I've been using an Amazon EC2 image (AMI) based on Fedora Core 6 for a long time now, but I would like to update to FC8 or FC10.
The problem is, when I went through the excellent upgrade instructions at ioncannon.net and re-bundled, I ended up with an AMI that had grown from 1.9 GB to 2.4 GB. Similarly, when I tried re-building from scratch using the Amazon FC8 image (fedora-8-x86_64-base-v1.08
a.k.a. ami-2547a34c
), the size was about the same.
Is there something inherently "bigger" about FC8? Did I somehow pick up some new packages that I don't need? Is there any other explanation?
I can only speculate since both of these are pretty old versions of Fedora. I know at some point in the Fedora time line that they added the OpenOffice.org suite as a default install item. I also know that GNOME has steadily grown in size as they continue to add or enhance new features (programs).
I will tell you that Fedora 8 is IMHO the best Fedora release to date but that it is no longer supported by the Fedora Project, i.e. no security updates, no bug fixes, etc. You still have access to their repositories but they're stagnant, i.e. they are no longer updated.

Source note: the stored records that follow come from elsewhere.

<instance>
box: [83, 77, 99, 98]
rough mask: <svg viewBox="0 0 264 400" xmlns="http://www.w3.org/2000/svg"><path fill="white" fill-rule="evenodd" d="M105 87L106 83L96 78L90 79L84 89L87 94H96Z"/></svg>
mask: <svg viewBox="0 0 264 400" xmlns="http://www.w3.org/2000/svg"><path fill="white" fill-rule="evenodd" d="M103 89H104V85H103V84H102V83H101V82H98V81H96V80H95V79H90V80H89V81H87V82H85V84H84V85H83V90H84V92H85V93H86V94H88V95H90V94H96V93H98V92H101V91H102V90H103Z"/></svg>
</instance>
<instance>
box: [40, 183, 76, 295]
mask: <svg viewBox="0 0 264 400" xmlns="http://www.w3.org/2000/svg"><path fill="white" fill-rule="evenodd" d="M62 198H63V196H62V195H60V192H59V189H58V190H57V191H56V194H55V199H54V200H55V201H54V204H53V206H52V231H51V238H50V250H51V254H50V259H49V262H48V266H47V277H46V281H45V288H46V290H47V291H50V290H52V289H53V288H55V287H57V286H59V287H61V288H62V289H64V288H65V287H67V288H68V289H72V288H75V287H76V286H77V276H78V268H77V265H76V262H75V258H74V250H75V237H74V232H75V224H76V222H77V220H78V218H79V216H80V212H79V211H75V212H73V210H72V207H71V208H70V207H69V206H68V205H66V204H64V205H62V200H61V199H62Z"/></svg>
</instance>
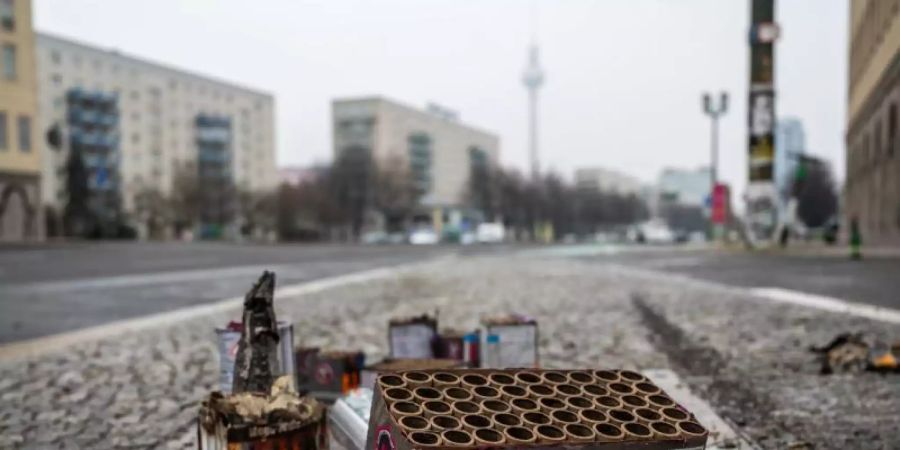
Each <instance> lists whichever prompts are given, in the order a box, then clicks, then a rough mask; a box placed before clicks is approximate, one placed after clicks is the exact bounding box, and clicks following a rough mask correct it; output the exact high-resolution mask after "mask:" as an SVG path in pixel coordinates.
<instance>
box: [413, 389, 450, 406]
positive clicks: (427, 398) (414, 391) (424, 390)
mask: <svg viewBox="0 0 900 450" xmlns="http://www.w3.org/2000/svg"><path fill="white" fill-rule="evenodd" d="M442 397H443V395H442V394H441V391H439V390H437V389H435V388H431V387H419V388H416V390H414V391H413V398H414V399H415V400H416V401H418V402H420V403H424V402H430V401H434V400H440V399H441V398H442Z"/></svg>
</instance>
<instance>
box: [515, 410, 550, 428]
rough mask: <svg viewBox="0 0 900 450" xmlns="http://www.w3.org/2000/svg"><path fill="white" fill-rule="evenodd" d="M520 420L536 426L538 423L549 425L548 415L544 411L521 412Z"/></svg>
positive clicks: (539, 424) (523, 421)
mask: <svg viewBox="0 0 900 450" xmlns="http://www.w3.org/2000/svg"><path fill="white" fill-rule="evenodd" d="M522 422H524V423H525V425H529V426H532V427H536V426H539V425H549V424H550V422H551V420H550V416H548V415H546V414H544V413H541V412H530V413H525V414H522Z"/></svg>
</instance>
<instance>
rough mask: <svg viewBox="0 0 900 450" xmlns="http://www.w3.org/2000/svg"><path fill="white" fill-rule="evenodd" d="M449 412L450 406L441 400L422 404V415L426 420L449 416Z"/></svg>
mask: <svg viewBox="0 0 900 450" xmlns="http://www.w3.org/2000/svg"><path fill="white" fill-rule="evenodd" d="M450 411H451V410H450V404H449V403H447V402H444V401H441V400H431V401H427V402H424V403H422V414H423V415H424V416H425V417H428V418H431V417H434V416H441V415H444V414H450Z"/></svg>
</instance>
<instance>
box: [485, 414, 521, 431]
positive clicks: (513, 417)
mask: <svg viewBox="0 0 900 450" xmlns="http://www.w3.org/2000/svg"><path fill="white" fill-rule="evenodd" d="M491 419H493V420H494V427H496V428H497V429H500V430H505V429H507V428H509V427H519V426H522V419H520V418H519V417H518V416H516V415H513V414H509V413H499V414H494V416H493V417H491Z"/></svg>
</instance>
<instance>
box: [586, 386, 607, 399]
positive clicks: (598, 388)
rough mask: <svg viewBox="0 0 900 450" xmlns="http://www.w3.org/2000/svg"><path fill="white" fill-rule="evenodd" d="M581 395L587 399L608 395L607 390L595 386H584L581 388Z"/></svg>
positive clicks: (600, 387)
mask: <svg viewBox="0 0 900 450" xmlns="http://www.w3.org/2000/svg"><path fill="white" fill-rule="evenodd" d="M581 393H582V395H585V396H587V397H600V396H603V395H609V390H607V389H606V388H605V387H603V386H599V385H596V384H586V385H584V386H582V387H581Z"/></svg>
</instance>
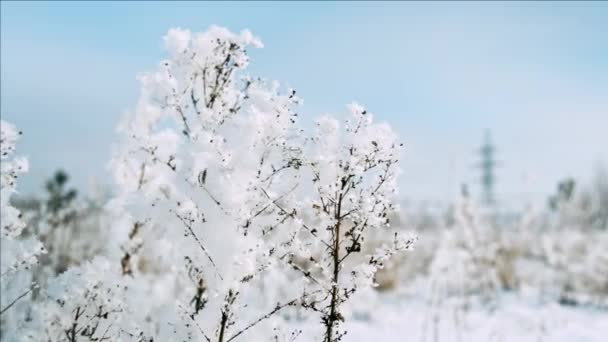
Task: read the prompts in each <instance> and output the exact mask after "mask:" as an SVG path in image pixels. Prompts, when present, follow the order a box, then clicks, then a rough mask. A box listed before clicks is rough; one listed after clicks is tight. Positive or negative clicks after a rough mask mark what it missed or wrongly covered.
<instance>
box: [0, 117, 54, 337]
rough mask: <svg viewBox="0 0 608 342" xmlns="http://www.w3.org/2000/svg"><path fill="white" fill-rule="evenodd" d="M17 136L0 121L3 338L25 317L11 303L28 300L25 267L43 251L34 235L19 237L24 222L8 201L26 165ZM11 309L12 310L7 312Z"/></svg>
mask: <svg viewBox="0 0 608 342" xmlns="http://www.w3.org/2000/svg"><path fill="white" fill-rule="evenodd" d="M19 135H21V132H18V131H17V130H16V129H15V127H14V126H13V125H12V124H10V123H8V122H5V121H3V120H2V121H0V159H1V162H2V163H1V173H0V216H1V217H0V224H1V225H2V227H1V230H2V231H1V236H0V238H1V240H0V241H1V248H0V250H1V253H2V255H1V258H0V259H1V262H0V293H1V298H2V300H1V302H2V307H1V308H0V310H1V311H0V315H1V318H2V336H3V338H4V337H6V336H11V335H12V334H13V331H14V330H16V329H17V327H18V326H19V325H20V324H21V323H22V320H23V319H24V318H25V317H24V312H25V310H18V309H17V308H15V306H19V305H18V304H19V303H20V302H21V303H24V302H27V301H28V300H29V296H30V293H31V291H32V289H33V287H34V285H35V284H33V283H32V279H31V276H30V274H29V271H28V270H29V269H30V268H31V267H32V266H34V265H35V264H36V262H37V258H38V256H39V255H40V254H41V253H44V248H43V247H42V244H41V243H40V241H38V239H37V238H36V237H35V236H23V234H22V232H23V229H24V227H25V223H24V221H23V220H22V217H21V213H20V212H19V210H17V209H16V208H15V207H13V206H12V204H11V202H10V200H11V197H12V195H13V194H14V193H15V192H16V185H17V178H18V177H19V175H20V174H21V173H23V172H26V171H27V168H28V163H27V160H26V159H24V158H21V157H14V156H13V153H14V152H15V143H16V141H17V139H18V138H19ZM11 308H13V311H15V312H10V310H11ZM16 309H17V310H16Z"/></svg>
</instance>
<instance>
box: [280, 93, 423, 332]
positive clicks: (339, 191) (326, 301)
mask: <svg viewBox="0 0 608 342" xmlns="http://www.w3.org/2000/svg"><path fill="white" fill-rule="evenodd" d="M348 109H349V113H348V116H347V118H346V119H345V121H344V124H343V126H342V127H341V125H340V124H339V122H338V120H336V119H333V118H329V117H323V118H321V119H320V120H318V121H317V122H316V132H315V134H314V135H313V136H312V137H310V138H308V139H307V141H306V147H305V152H306V154H305V155H306V158H305V159H304V162H303V171H304V176H303V178H302V180H303V181H306V182H307V183H305V184H306V186H305V187H304V188H303V189H304V191H302V192H300V193H299V196H300V198H301V199H300V200H298V201H297V206H294V207H288V206H279V205H277V206H278V207H279V209H280V210H281V211H282V212H283V213H284V214H285V215H286V216H291V217H292V218H293V221H294V224H295V225H296V226H298V227H300V234H299V235H298V236H299V239H298V240H296V246H295V247H294V248H293V249H292V251H290V252H289V254H288V262H289V263H290V264H291V265H292V267H293V268H294V269H296V270H297V271H299V272H300V273H301V274H302V275H303V276H304V277H306V279H308V281H309V282H310V287H311V288H313V289H316V290H318V291H320V293H319V294H317V295H316V296H314V298H309V299H310V300H309V301H308V302H307V303H306V304H305V306H306V307H307V308H308V309H311V310H313V311H315V312H317V313H318V314H320V316H321V321H322V324H323V330H324V332H323V336H324V337H323V339H324V341H327V342H331V341H338V340H341V339H342V337H343V336H344V334H345V332H344V331H342V330H340V323H341V322H342V321H344V319H345V316H344V314H343V312H342V308H343V304H345V303H346V302H347V301H348V300H349V299H350V298H351V296H352V295H353V294H355V293H356V292H357V290H359V289H361V288H364V287H369V286H373V285H374V284H375V282H374V277H375V275H376V273H377V271H378V270H379V269H381V268H383V267H384V265H385V263H386V262H387V260H389V259H390V257H391V256H393V255H395V254H397V253H399V252H402V251H404V250H408V249H409V248H410V247H411V246H412V243H413V241H414V239H413V238H412V237H402V236H400V234H399V233H398V232H393V231H391V230H390V229H389V226H390V223H389V218H388V215H389V213H391V212H392V211H394V210H395V202H394V196H395V195H396V193H397V176H398V174H399V168H398V166H397V163H398V158H399V157H398V155H399V150H400V147H401V144H400V143H399V142H398V141H397V137H396V135H395V134H394V133H393V131H392V130H391V128H390V126H388V125H387V124H378V123H374V122H373V119H372V114H370V113H368V112H367V110H365V109H364V108H363V107H361V106H360V105H357V104H352V105H350V106H349V107H348ZM374 230H384V231H385V233H388V234H392V239H391V241H390V243H387V244H384V245H382V246H381V247H379V248H377V249H376V251H375V252H374V253H371V255H370V254H367V253H362V251H364V248H363V247H364V245H365V244H366V242H367V239H368V237H369V236H370V234H372V233H373V232H374Z"/></svg>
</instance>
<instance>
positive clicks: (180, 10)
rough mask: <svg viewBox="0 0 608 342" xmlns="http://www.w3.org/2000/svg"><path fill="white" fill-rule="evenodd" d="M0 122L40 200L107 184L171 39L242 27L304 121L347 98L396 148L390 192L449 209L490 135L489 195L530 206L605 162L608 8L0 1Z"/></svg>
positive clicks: (325, 4) (515, 4) (252, 55)
mask: <svg viewBox="0 0 608 342" xmlns="http://www.w3.org/2000/svg"><path fill="white" fill-rule="evenodd" d="M1 9H2V12H1V63H0V65H1V113H2V117H3V119H6V120H9V121H12V122H13V123H15V124H16V125H18V127H19V128H20V129H21V130H23V131H24V133H25V135H24V137H23V139H22V140H21V142H20V145H19V147H18V148H19V150H20V152H21V153H22V154H24V155H27V156H28V157H29V158H30V164H31V172H30V173H29V174H28V175H27V176H25V177H24V178H23V179H22V182H21V184H20V187H21V191H22V192H25V193H28V192H34V191H36V190H37V189H39V188H40V186H41V184H42V180H43V179H44V178H45V177H47V176H48V175H50V174H51V173H52V172H53V171H54V170H55V169H57V168H59V167H63V168H65V169H66V170H67V171H69V173H70V174H72V176H73V179H74V181H75V183H76V184H77V185H78V186H79V187H81V188H85V187H86V186H87V185H88V184H89V182H90V180H91V179H92V178H97V179H98V180H100V181H101V182H105V183H109V178H108V176H107V171H106V169H105V168H106V163H107V161H108V160H109V157H110V151H111V144H112V141H113V140H114V138H115V130H114V128H115V126H116V124H117V122H118V120H119V118H120V116H121V115H122V113H124V111H126V110H128V109H129V108H131V107H133V106H134V104H135V102H136V99H137V94H138V84H137V82H136V80H135V76H136V75H137V74H138V73H139V72H142V71H146V70H150V69H152V68H154V67H155V65H156V63H157V62H158V61H159V60H160V59H162V58H163V50H162V39H161V37H162V36H163V35H164V34H165V32H166V31H167V30H168V29H169V28H171V27H178V26H179V27H183V28H189V29H191V30H193V31H201V30H205V29H206V28H207V27H209V26H210V25H211V24H218V25H221V26H226V27H228V28H229V29H231V30H235V31H239V30H241V29H244V28H248V29H250V30H252V31H253V33H254V34H255V35H256V36H258V37H260V38H261V39H262V41H263V42H264V44H265V47H264V48H263V49H261V50H258V51H253V52H252V64H251V67H250V72H251V73H252V74H255V75H260V76H264V77H267V78H272V79H277V80H279V81H281V82H282V83H285V84H287V85H289V86H292V87H294V88H295V89H297V90H298V94H299V95H300V96H301V97H303V98H304V101H305V104H304V108H303V114H304V115H303V116H304V120H310V119H311V118H313V117H315V116H317V115H319V114H324V113H335V112H339V111H342V110H343V108H344V107H343V106H344V105H345V104H347V103H350V102H352V101H353V100H356V101H357V102H360V103H362V104H364V105H365V106H366V107H368V108H369V110H370V111H371V112H373V113H375V116H376V118H378V119H380V120H382V121H387V122H389V123H391V124H392V125H393V126H394V127H395V129H396V130H397V131H398V132H399V134H400V135H401V137H402V138H403V140H404V141H405V142H406V146H407V149H406V152H405V154H404V156H403V161H402V167H403V169H404V174H403V177H402V181H401V194H402V195H403V196H404V197H409V198H425V199H450V198H452V197H453V196H454V194H456V193H457V190H458V188H459V185H460V183H461V182H468V183H471V184H475V183H476V179H477V175H476V173H475V171H474V170H473V169H472V165H474V163H475V155H474V151H475V149H476V148H477V147H478V145H479V144H480V143H481V141H482V138H483V133H484V130H485V129H486V128H488V129H491V131H492V135H493V138H494V141H495V143H496V144H497V146H498V149H499V159H500V160H501V162H502V166H501V168H500V169H499V170H498V180H499V183H498V185H497V192H498V193H499V194H501V195H502V196H504V197H505V198H540V197H541V196H544V195H546V194H547V193H548V192H550V191H552V190H553V188H554V187H555V184H556V182H557V181H558V180H559V179H561V178H564V177H567V176H574V177H577V178H580V179H582V180H588V179H589V178H590V177H591V175H592V174H593V170H594V168H595V167H596V166H597V165H598V164H604V165H607V164H608V148H607V146H608V40H607V38H606V37H608V20H606V18H608V3H602V2H587V3H582V2H570V3H568V2H552V3H550V2H538V3H533V2H505V3H501V2H490V3H481V2H468V3H452V2H450V3H441V2H431V3H415V2H374V3H364V2H352V3H349V2H336V3H320V2H319V3H317V2H302V3H279V2H265V3H252V2H241V3H228V2H218V3H194V2H184V3H163V2H150V3H145V2H133V3H118V2H116V3H113V2H83V3H77V2H65V3H61V2H52V3H42V2H34V3H23V2H2V4H1Z"/></svg>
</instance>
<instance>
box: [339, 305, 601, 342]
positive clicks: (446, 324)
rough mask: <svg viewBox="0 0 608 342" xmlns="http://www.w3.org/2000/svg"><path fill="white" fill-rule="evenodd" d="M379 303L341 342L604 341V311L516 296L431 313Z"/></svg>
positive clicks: (354, 320) (422, 307) (438, 309)
mask: <svg viewBox="0 0 608 342" xmlns="http://www.w3.org/2000/svg"><path fill="white" fill-rule="evenodd" d="M377 302H378V308H377V310H373V311H372V313H371V315H369V316H368V317H361V318H359V319H354V320H350V321H349V322H348V323H347V325H346V328H347V330H348V334H347V335H346V336H345V338H344V341H346V342H369V341H416V342H435V341H440V342H452V341H453V342H467V341H475V342H477V341H479V342H491V341H504V342H511V341H534V342H540V341H560V342H562V341H564V342H592V341H593V342H603V341H608V311H607V310H605V309H599V308H592V307H572V306H563V305H560V304H558V303H540V302H538V301H535V300H533V299H530V298H526V297H523V296H522V295H517V294H504V295H501V296H500V297H499V299H498V300H497V301H495V302H494V304H493V305H491V307H492V309H490V308H489V307H490V306H485V307H484V306H479V305H472V306H470V308H469V309H468V310H463V309H461V307H462V305H456V304H455V303H445V304H443V305H441V306H440V307H439V308H438V309H437V310H430V309H429V307H430V306H429V305H428V303H426V302H424V301H422V300H415V299H411V298H410V299H407V298H400V297H399V296H397V295H395V294H387V295H381V296H379V298H378V300H377ZM380 303H381V304H380ZM458 307H460V308H458Z"/></svg>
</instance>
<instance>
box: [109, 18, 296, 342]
mask: <svg viewBox="0 0 608 342" xmlns="http://www.w3.org/2000/svg"><path fill="white" fill-rule="evenodd" d="M165 44H166V47H167V50H168V52H169V57H168V59H166V60H165V61H163V62H162V63H161V64H160V66H159V68H158V69H157V70H156V71H154V72H150V73H145V74H143V75H141V76H140V81H141V86H142V88H141V96H140V99H139V101H138V104H137V107H136V108H135V110H134V111H133V113H131V114H130V115H128V116H127V118H126V120H125V122H124V124H123V125H122V126H121V131H122V133H123V135H124V140H123V142H122V143H121V144H120V146H119V147H118V149H117V152H116V156H115V158H114V159H113V161H112V169H113V172H114V174H115V179H116V182H117V184H118V187H119V191H120V194H119V195H118V196H117V198H116V199H115V200H114V201H113V202H112V204H111V206H112V207H113V208H119V210H118V212H117V214H118V215H119V217H120V215H121V214H120V211H124V212H123V214H122V218H121V219H120V221H119V222H117V223H116V224H115V225H114V228H115V232H114V233H115V234H116V235H115V236H116V237H117V239H119V241H118V243H116V244H115V246H114V255H115V260H116V264H115V265H116V266H117V267H119V269H120V272H121V273H122V277H123V278H124V279H123V281H124V282H125V283H126V284H127V287H128V288H127V289H126V290H125V294H124V297H125V300H126V303H127V304H128V305H129V306H130V308H131V317H130V318H131V319H134V320H135V321H136V322H137V325H138V326H140V327H141V328H142V332H143V334H144V335H145V336H150V337H154V338H155V339H157V338H160V339H161V340H163V341H170V340H177V339H181V338H185V337H187V336H191V337H193V338H196V339H199V340H201V339H203V340H208V341H211V340H213V341H231V340H233V339H236V338H238V337H240V336H241V335H242V334H243V333H244V332H246V331H248V330H249V329H250V328H252V327H254V326H255V325H257V324H258V323H259V322H262V321H264V320H266V319H269V318H270V317H271V316H273V315H274V314H275V313H276V312H278V311H280V310H281V309H282V308H284V307H286V306H289V305H294V304H295V303H296V301H298V300H299V298H300V297H301V296H302V295H303V294H300V295H299V296H298V297H295V298H294V299H291V300H286V301H285V302H281V303H277V302H276V301H273V302H271V303H255V302H254V303H250V301H251V300H252V299H254V297H255V291H256V288H257V287H256V286H253V284H254V283H255V282H257V281H258V280H259V277H260V275H262V274H266V273H269V272H271V269H272V268H273V266H274V265H275V264H276V263H277V261H278V259H277V258H275V256H277V255H278V254H279V251H280V250H282V249H284V248H288V247H287V246H289V245H290V244H291V241H292V240H293V239H294V237H293V233H292V232H291V231H293V229H290V227H288V225H289V224H291V222H290V220H289V216H288V215H285V214H284V213H283V212H282V211H280V210H278V209H277V208H276V207H275V204H278V203H284V202H288V201H289V200H290V194H291V193H292V192H293V191H294V189H295V188H296V187H297V179H298V177H297V173H298V169H299V168H300V167H301V165H302V161H301V156H300V155H301V153H302V152H301V148H299V146H298V144H297V141H298V133H299V132H298V131H297V129H296V127H295V126H294V124H295V118H296V116H297V114H296V112H295V109H294V108H295V106H296V105H297V103H298V102H299V99H298V98H297V97H296V96H295V91H293V90H288V91H287V92H285V93H283V92H281V90H280V88H279V85H278V84H277V83H276V82H270V83H269V82H266V81H264V80H262V79H259V78H252V77H249V76H247V75H245V74H244V71H243V70H244V69H245V67H246V66H247V64H248V61H249V58H248V56H247V49H248V48H250V47H259V46H261V43H260V42H259V41H258V40H257V39H256V38H254V37H253V36H252V35H251V33H249V32H248V31H243V32H241V33H240V34H234V33H231V32H229V31H227V30H226V29H223V28H219V27H212V28H211V29H210V30H208V31H207V32H204V33H197V34H192V33H191V32H190V31H187V30H181V29H172V30H170V31H169V33H168V34H167V35H166V36H165Z"/></svg>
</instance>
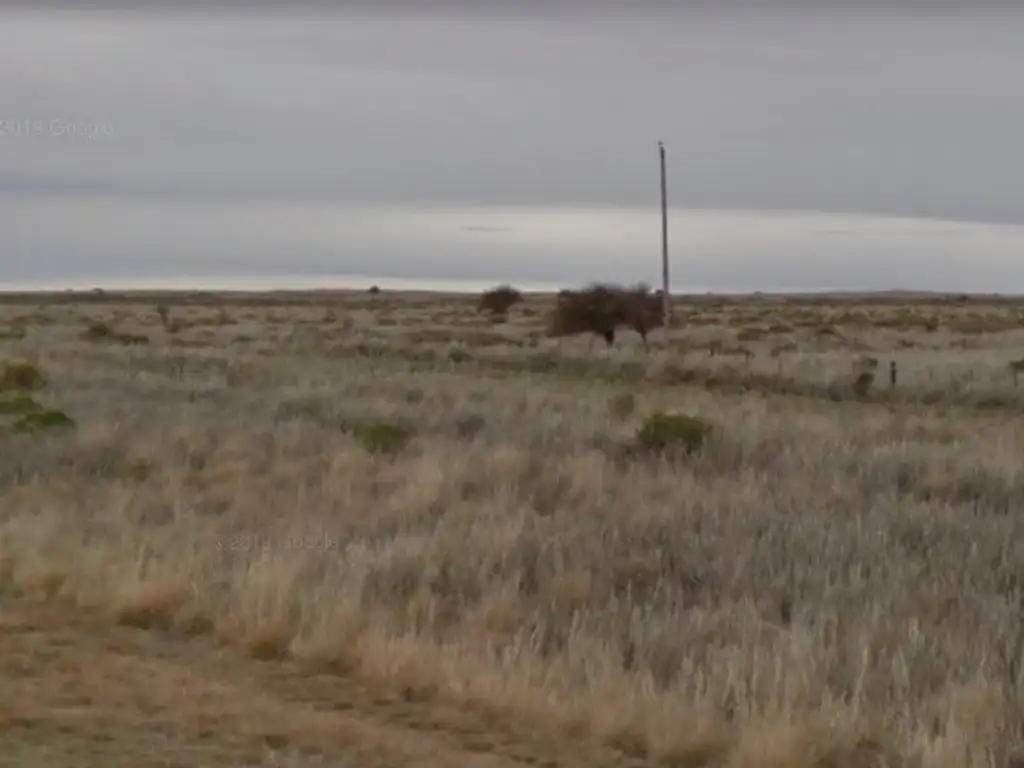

Fedora 11 looks promising but if you're fighting size issues then newer releases are probably not going to help.
I'm not familiar with AMI. Is your size issue with the "final installation size" or "the size of the install media"? I know that I can use install media much smaller than the sizes you've mentioned. I also know that during the installation process I can modify the packages (items) installed to make the final install size fit my drive space.
I've yet to see an OS - Linux, OSX, Windows, what have you - that didn't increase in size from version to next version. If disk space is a big concern, consider installing a 'mini ISO' (that's what it's called in Ubuntu) so you can install the bare minimum you need.